"Can't they get along without me for 10 minutes?" Bennett demanded. "What's wrong now?"
"Nothin's wrong at the lot," the man said. "But we can't lead from the shed and back, on account of the crowd. There's a million people around there. Somebody found a dead man under a straw pile in the Holstein shed with a pitchfork through him. Murdered."
"Good God!" Bennett jumped up. "Who?"
"Don't know. You can't find out anything. You ought to see the mob…"
That was all I heard, because they were on their way out. A Methodist started after Bennett, but I intercepted her and told her I would pay for the meal. She said 90 cents, and I relinquished a dollar bill and sat down again across from Wolfe.
"The natural thing," I said, "would be for me to trot over there and poke around."
Wolfe shook his head. "It's after 3 o'clock, and we have business of our own. Let's attend to it."
He got himself erect and turned to give the folding chair a dirty look, and we departed. Outside it was simpler to navigate than formerly, because instead of moving criss- cross and every other way the crowd was mostly moving fast in a straight line, toward the end of the grounds where the cattle sheds were, in the opposite direction from the one we took. They looked excited and purposeful, as if they had just had news of some prey that might be pounced on for dinner. By keeping on one edge we avoided jostling.
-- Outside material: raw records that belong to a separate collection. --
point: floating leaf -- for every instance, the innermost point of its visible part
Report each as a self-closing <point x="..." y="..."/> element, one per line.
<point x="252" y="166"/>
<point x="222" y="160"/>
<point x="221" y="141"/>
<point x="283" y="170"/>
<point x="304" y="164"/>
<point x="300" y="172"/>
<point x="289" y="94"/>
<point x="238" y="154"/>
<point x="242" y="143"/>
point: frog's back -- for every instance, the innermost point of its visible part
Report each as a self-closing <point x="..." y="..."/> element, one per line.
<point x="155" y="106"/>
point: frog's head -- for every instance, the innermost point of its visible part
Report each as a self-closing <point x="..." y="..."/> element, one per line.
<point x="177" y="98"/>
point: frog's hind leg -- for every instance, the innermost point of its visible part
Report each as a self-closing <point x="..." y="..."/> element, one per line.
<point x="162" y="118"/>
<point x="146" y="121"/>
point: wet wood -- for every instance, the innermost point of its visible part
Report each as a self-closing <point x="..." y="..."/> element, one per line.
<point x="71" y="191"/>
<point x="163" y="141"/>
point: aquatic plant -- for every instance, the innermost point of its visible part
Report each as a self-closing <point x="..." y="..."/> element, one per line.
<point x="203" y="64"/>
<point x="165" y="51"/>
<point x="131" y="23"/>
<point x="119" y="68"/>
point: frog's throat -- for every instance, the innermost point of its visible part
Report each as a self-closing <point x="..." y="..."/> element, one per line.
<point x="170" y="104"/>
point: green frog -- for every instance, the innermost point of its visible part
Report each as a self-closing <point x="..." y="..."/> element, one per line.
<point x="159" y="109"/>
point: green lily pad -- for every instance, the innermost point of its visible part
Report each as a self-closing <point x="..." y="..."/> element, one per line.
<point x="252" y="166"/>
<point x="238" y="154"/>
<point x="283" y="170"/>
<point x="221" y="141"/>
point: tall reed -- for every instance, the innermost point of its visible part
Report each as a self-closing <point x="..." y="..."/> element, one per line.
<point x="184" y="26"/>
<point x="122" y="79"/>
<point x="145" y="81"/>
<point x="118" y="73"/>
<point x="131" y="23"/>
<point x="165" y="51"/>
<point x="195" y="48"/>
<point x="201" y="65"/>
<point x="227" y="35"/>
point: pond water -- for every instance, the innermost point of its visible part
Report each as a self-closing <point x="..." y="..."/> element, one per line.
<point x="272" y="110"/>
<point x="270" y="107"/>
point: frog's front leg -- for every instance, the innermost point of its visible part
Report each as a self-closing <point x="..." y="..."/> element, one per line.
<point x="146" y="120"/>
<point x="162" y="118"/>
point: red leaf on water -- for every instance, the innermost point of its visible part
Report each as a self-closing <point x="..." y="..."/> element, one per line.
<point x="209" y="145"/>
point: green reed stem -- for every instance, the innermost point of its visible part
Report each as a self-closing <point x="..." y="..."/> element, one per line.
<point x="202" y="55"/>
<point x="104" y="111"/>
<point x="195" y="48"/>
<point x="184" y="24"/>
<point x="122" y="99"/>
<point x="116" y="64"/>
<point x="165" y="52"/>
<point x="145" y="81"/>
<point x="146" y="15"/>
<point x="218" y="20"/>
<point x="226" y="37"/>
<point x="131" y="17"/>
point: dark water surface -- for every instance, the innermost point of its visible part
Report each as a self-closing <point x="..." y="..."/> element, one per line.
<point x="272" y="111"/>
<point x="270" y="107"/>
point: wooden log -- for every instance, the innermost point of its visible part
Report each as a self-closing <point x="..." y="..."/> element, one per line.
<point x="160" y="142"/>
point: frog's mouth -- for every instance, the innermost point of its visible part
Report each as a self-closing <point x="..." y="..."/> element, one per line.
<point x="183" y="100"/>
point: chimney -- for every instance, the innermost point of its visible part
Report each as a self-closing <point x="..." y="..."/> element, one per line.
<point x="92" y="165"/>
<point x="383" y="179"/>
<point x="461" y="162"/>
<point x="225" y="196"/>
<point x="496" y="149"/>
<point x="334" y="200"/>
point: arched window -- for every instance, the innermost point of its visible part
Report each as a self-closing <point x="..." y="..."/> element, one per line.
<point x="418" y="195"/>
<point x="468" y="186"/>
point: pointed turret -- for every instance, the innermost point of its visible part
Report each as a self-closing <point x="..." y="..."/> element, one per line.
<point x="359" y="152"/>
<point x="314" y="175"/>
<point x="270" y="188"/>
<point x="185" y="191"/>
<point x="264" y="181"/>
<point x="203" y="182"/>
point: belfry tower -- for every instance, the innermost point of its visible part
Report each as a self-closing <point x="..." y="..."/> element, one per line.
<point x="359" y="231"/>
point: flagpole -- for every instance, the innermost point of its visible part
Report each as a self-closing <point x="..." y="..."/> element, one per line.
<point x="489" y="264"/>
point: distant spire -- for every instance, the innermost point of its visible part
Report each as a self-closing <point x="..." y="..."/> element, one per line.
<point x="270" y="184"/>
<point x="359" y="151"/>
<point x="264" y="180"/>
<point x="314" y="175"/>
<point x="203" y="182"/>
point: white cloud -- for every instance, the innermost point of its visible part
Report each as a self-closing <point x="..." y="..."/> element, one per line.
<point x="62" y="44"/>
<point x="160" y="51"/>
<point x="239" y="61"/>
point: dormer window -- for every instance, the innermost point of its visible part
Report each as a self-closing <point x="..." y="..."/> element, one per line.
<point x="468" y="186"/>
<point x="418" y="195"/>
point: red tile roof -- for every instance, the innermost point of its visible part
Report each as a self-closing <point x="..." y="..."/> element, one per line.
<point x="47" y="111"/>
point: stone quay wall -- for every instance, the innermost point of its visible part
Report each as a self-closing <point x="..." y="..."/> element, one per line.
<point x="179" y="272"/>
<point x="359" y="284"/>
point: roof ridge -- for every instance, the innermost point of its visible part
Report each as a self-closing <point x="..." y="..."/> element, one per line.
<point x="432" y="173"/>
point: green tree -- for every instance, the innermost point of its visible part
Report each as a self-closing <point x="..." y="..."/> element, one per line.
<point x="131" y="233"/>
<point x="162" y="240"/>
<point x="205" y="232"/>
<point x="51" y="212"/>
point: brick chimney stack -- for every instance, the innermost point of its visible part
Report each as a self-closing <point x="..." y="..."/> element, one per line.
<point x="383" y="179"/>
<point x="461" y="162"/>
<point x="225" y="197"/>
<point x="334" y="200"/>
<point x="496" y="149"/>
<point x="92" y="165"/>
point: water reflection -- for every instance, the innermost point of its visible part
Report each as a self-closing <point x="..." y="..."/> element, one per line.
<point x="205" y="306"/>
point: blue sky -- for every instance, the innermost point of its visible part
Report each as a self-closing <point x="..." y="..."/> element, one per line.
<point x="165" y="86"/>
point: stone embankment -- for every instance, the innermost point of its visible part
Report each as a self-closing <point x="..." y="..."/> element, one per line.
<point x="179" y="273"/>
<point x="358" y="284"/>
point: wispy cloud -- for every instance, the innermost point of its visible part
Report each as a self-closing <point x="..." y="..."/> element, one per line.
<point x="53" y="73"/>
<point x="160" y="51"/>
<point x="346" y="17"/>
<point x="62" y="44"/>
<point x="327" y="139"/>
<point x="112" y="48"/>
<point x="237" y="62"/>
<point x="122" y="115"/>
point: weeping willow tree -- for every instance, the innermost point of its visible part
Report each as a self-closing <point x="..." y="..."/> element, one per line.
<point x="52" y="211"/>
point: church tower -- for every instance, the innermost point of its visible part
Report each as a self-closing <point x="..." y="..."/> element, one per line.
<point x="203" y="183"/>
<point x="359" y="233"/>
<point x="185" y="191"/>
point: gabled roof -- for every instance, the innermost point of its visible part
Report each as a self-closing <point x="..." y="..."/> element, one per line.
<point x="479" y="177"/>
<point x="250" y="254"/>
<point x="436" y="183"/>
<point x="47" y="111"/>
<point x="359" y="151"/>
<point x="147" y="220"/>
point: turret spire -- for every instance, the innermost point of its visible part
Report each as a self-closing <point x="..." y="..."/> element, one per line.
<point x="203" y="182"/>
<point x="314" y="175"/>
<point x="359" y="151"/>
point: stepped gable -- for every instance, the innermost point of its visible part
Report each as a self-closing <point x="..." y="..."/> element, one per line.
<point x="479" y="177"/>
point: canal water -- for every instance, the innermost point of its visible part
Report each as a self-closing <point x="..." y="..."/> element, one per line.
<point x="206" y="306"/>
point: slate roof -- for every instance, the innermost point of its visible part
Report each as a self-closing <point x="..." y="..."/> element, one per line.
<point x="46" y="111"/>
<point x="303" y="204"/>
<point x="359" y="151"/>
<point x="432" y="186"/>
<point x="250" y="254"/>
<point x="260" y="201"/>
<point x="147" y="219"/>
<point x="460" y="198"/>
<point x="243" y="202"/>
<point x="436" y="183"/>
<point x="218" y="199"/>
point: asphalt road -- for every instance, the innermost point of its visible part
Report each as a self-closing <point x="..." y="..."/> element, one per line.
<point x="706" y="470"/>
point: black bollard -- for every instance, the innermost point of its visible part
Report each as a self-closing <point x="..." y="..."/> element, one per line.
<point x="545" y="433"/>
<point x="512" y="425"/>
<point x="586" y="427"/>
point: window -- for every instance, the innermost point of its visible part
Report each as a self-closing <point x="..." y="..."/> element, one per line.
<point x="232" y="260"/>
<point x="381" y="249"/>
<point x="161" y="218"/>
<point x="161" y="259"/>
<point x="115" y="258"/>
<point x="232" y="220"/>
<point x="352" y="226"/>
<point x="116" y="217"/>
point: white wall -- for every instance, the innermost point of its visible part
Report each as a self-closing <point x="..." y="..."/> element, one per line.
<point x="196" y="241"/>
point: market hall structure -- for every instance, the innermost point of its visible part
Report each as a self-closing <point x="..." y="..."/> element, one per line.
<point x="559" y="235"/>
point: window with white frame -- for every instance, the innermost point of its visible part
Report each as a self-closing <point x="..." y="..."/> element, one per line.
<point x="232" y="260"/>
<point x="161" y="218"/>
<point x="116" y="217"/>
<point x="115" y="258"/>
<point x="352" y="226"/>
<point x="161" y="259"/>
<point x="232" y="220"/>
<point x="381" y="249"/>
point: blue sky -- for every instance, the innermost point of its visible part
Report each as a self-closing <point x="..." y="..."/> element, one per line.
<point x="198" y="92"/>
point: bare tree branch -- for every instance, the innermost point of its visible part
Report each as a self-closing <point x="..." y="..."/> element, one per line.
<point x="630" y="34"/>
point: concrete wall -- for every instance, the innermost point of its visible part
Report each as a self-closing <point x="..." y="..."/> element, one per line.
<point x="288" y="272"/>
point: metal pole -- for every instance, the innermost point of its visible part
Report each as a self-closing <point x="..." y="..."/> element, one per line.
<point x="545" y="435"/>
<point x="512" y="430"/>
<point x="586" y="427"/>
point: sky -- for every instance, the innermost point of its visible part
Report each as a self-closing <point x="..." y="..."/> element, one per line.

Charles E. Shanks wasn't anywhere in sight around the orchid display, but Raymond Plehn, who was showing Laeliocattleyas and Odontoglossums, was there. It was the first we had seen of him, though of course we had looked over his entry, which wasn't in competition with ours. The building, with its enormous expanse of tables and benches ex- hibiting everything from angel food cake to stalks of corn 14 feet high, seemed to have about as many afternoon visitors as usual, who either hadn't heard the news from the Holstein shed or were contrary enough to be more interested in flowers and vegetables than in corpses.
Wolfe exchanged amenities with Plehn and then he and I got busy. One of our 18 plants had got temperamental and showed signs of wilt, so I stuck it under the bench and covered it with newspaper. We went over the others thoroughly, straightening leaves that needed it, re-staking a few, and removing half a dozen blossoms whose sepals had started to brown at the tips.
"On the whole, they look perky," I told Wolfe.